July 10, 1996|By Carl M. Cannon | Carl M. Cannon,SUN NATIONAL STAFF

WASHINGTON -- Israeli Prime Minister Benjamin Netanyahu assured President Clinton yesterday that he would strive to keep the Middle East peace process alive. But the Israeli leader made clear that his first priority was protecting Israel from terrorist attacks.

"We have a determination to work with those Arab leaders who are interested in seeking peace," Netanyahu said in his first visit to the United States as Israel's head of government.

He added that it would be a "bad mistake" to turn away from the peace negotiations.

"I believe that the tide of history cannot be turned back," he said.

Netanyahu made those observations while standing beside Clinton at a joint White House news conference.

It was one of the few times in his presidency when Clinton seemed content to take a back seat to a foreign leader in his company. While his Israeli counterpart spoke, Clinton listened intently, hands folded in front of him, his eyes on Netanyahu's face.

One White House foreign policy official characterized the meeting between the two as "serious," and said: "It was a beginning."

"We didn't modify our position, and he certainly didn't modify his," the official said. "He tried to signal to us that he is interested in peace -- and I'm sure he is. But with him, security always comes first. He's just not going to take the chances for peace that [former Prime Minister Shimon] Peres would have."

In his remarks, Clinton reaffirmed the bonds between Israel and the United States.

"Israel has changed governments but, as I told the prime minister, the historic relationship between the United States and Israel has not and will not change," he said.

Netanyahu sounded the same theme, saying that the relationship between the two nations "transcends personalities and politics and parties."

This was a delicate reference to the open support by the Clinton administration for Peres, Netanyahu's opponent in the May 29 Israeli election.

This week's visit is envisioned by both governments as an opportunity to build the foundation for a future personal relationship.

"This is a region of the world and a subject where personal relationships count to an extraordinary degree," said White House press secretary Mike McCurry. "This was never going to be a meeting that produced a major breakthrough in the peace process.

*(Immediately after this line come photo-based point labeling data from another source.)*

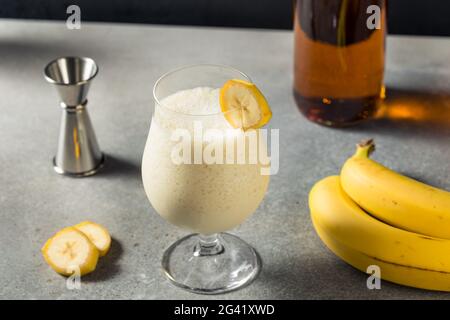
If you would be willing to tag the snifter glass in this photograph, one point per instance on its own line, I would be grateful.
(207, 199)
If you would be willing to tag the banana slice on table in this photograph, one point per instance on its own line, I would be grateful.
(243, 105)
(98, 235)
(69, 251)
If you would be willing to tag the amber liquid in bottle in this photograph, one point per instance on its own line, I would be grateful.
(339, 61)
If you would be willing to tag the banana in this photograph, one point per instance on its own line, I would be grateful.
(98, 235)
(407, 276)
(359, 239)
(69, 251)
(393, 198)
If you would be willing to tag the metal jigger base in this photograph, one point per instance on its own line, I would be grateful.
(79, 174)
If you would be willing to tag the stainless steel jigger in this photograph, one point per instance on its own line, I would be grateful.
(78, 152)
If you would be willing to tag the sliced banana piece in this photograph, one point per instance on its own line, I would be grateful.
(98, 235)
(69, 251)
(243, 105)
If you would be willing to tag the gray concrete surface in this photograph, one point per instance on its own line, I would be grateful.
(35, 202)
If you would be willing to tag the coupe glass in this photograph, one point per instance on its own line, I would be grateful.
(207, 199)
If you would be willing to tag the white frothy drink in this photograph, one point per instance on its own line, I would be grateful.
(204, 198)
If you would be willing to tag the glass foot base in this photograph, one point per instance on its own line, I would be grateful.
(211, 264)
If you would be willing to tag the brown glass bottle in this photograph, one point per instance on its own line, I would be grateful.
(339, 60)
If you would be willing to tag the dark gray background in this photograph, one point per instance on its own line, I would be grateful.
(425, 17)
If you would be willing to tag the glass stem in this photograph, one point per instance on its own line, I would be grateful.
(208, 245)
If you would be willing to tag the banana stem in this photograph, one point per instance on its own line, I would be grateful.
(365, 148)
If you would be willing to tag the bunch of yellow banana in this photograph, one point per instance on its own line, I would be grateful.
(400, 235)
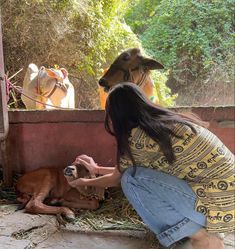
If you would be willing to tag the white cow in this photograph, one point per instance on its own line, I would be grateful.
(47, 86)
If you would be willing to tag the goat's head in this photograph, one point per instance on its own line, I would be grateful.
(76, 171)
(130, 66)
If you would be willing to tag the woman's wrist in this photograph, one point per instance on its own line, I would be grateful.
(97, 170)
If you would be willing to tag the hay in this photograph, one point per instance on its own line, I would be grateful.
(115, 213)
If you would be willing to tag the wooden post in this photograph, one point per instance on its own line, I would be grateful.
(4, 123)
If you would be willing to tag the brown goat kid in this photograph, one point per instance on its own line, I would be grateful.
(39, 189)
(133, 67)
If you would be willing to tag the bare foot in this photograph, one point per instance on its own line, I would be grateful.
(203, 240)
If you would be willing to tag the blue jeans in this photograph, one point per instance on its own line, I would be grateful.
(165, 203)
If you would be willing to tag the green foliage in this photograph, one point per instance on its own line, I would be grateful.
(163, 93)
(191, 38)
(82, 36)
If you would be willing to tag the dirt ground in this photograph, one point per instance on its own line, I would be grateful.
(19, 230)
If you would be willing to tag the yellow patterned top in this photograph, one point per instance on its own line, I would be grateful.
(203, 161)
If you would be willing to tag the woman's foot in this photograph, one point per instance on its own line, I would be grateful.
(203, 240)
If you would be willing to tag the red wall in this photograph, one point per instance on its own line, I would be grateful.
(56, 137)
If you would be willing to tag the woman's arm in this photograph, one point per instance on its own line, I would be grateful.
(108, 180)
(93, 168)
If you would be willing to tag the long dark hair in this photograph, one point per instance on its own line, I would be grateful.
(127, 107)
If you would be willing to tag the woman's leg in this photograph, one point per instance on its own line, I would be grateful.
(164, 202)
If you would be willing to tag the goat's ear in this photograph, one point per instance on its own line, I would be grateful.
(151, 64)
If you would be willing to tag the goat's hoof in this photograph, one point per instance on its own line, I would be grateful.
(60, 220)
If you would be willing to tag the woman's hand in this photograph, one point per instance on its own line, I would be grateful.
(89, 163)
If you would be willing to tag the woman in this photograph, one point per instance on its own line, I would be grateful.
(176, 174)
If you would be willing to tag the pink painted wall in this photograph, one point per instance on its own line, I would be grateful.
(56, 137)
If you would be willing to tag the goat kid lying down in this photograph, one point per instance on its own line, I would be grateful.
(46, 191)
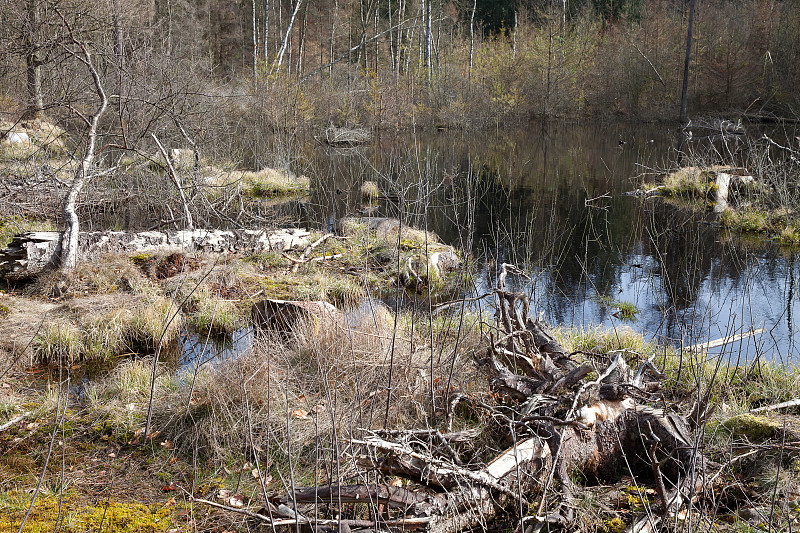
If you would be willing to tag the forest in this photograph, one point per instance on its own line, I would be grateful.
(389, 266)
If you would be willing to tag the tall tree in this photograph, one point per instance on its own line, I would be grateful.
(685, 89)
(33, 59)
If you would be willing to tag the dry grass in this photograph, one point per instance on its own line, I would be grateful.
(264, 183)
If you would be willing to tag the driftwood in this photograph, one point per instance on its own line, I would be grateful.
(556, 424)
(31, 253)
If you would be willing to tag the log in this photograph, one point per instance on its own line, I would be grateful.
(571, 427)
(30, 253)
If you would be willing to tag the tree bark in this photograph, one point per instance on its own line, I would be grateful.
(69, 241)
(685, 88)
(33, 61)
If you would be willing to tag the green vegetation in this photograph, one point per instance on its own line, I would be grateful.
(78, 517)
(753, 203)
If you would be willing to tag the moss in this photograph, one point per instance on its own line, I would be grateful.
(612, 525)
(754, 428)
(272, 183)
(120, 517)
(626, 310)
(157, 319)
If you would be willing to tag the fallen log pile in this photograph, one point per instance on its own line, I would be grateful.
(558, 416)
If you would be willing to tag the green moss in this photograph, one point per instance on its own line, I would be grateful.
(754, 428)
(626, 310)
(157, 319)
(271, 183)
(120, 517)
(612, 525)
(58, 341)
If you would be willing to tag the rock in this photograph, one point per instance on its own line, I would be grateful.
(30, 253)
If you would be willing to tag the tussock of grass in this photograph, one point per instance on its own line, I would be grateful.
(59, 340)
(370, 191)
(214, 314)
(158, 319)
(109, 333)
(599, 340)
(690, 182)
(265, 183)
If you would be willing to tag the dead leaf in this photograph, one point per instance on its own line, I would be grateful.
(236, 501)
(300, 414)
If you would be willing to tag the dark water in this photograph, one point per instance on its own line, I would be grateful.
(551, 199)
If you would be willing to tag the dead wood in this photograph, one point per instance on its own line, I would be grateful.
(30, 253)
(556, 424)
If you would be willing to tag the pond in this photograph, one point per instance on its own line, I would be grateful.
(551, 199)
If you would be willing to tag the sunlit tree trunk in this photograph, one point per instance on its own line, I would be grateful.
(69, 239)
(33, 61)
(266, 31)
(685, 89)
(472, 38)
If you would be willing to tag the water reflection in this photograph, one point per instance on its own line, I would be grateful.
(551, 198)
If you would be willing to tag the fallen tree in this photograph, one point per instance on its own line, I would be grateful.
(558, 416)
(30, 253)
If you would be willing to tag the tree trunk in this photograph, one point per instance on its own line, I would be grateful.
(685, 89)
(69, 241)
(33, 62)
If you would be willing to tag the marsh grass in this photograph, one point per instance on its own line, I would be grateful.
(264, 183)
(212, 314)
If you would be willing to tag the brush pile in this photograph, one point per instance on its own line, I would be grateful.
(556, 416)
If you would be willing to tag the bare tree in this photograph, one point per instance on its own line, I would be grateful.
(69, 240)
(685, 89)
(33, 59)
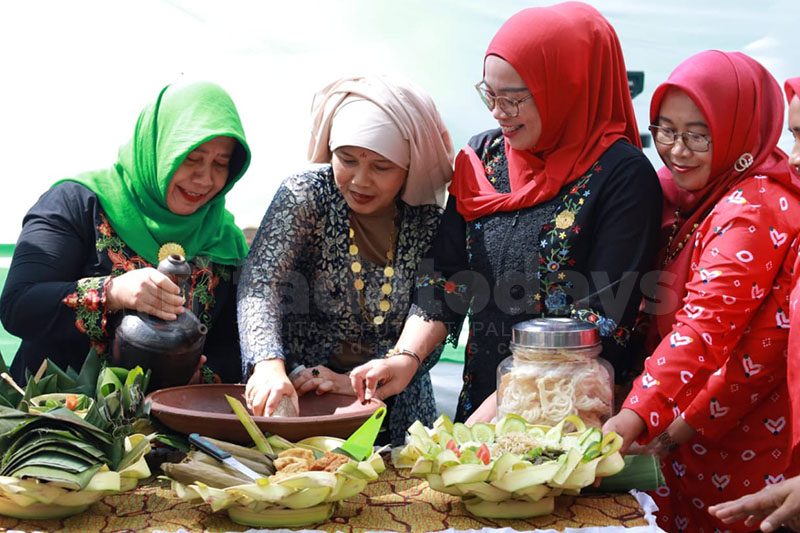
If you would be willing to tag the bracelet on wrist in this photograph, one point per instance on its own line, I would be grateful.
(408, 353)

They were both trying to develop a personal rapport that will be very, very key as the process moves forward."

When they appeared in public, the chemistry between the two men was hard to read.

In their private meeting, Netanyahu laid out his position for the president in a deliberate and precise manner, one White House official said. Netanyahu's presentation did not differ substantively from what he said in his campaign or his remarks at the news conference, when he said that the peace process cannot co-exist with terrorist attacks on Israel's citizens -- and that everything else would take a back seat.

For his part, White House officials said, Clinton expressed the U.S. view that additional Israeli settlements in the occupied Arab territories would be unwise, that pulling Israeli troops out of the West Bank city of Hebron would be a positive gesture and that meeting face to face with Arafat might get the peace process moving again.

Asked by reporters if Netanyahu should meet with Arafat, Clinton offered only a gentle nudge, saying: "The more contact the better."

Netanyahu also was polite, but made it plain that he would not be rushed.

"I said that if I deem it necessary for peace or for the interest of Israel to meet Arafat, I wouldn't rule it out," he said.

In Jerusalem, Palestinian leaders called on Clinton to pressure Netanyahu to reopen the Gaza Strip, which the Israeli army sealed after last winter's suicide bombings in Israel.

"The peace process is slipping out of our hands like sand," said Saeb Erekat, a Palestinian Cabinet minister. "There seems to be no indication the Americans will put pressure on Netanyahu to continue the peace process."

Netanyahu's response came in Washington, where he repeated his demand that Palestinian leaders put a stop to terrorist attacks on Israel. He suggested that if this were done, he would meet with Arafat and reopen Gaza.

Netanyahu acknowledged that the ban causes economic hardship for the Arabs who live there and said: "As soon as I deem the security conditions will allow it, I will ease the closure."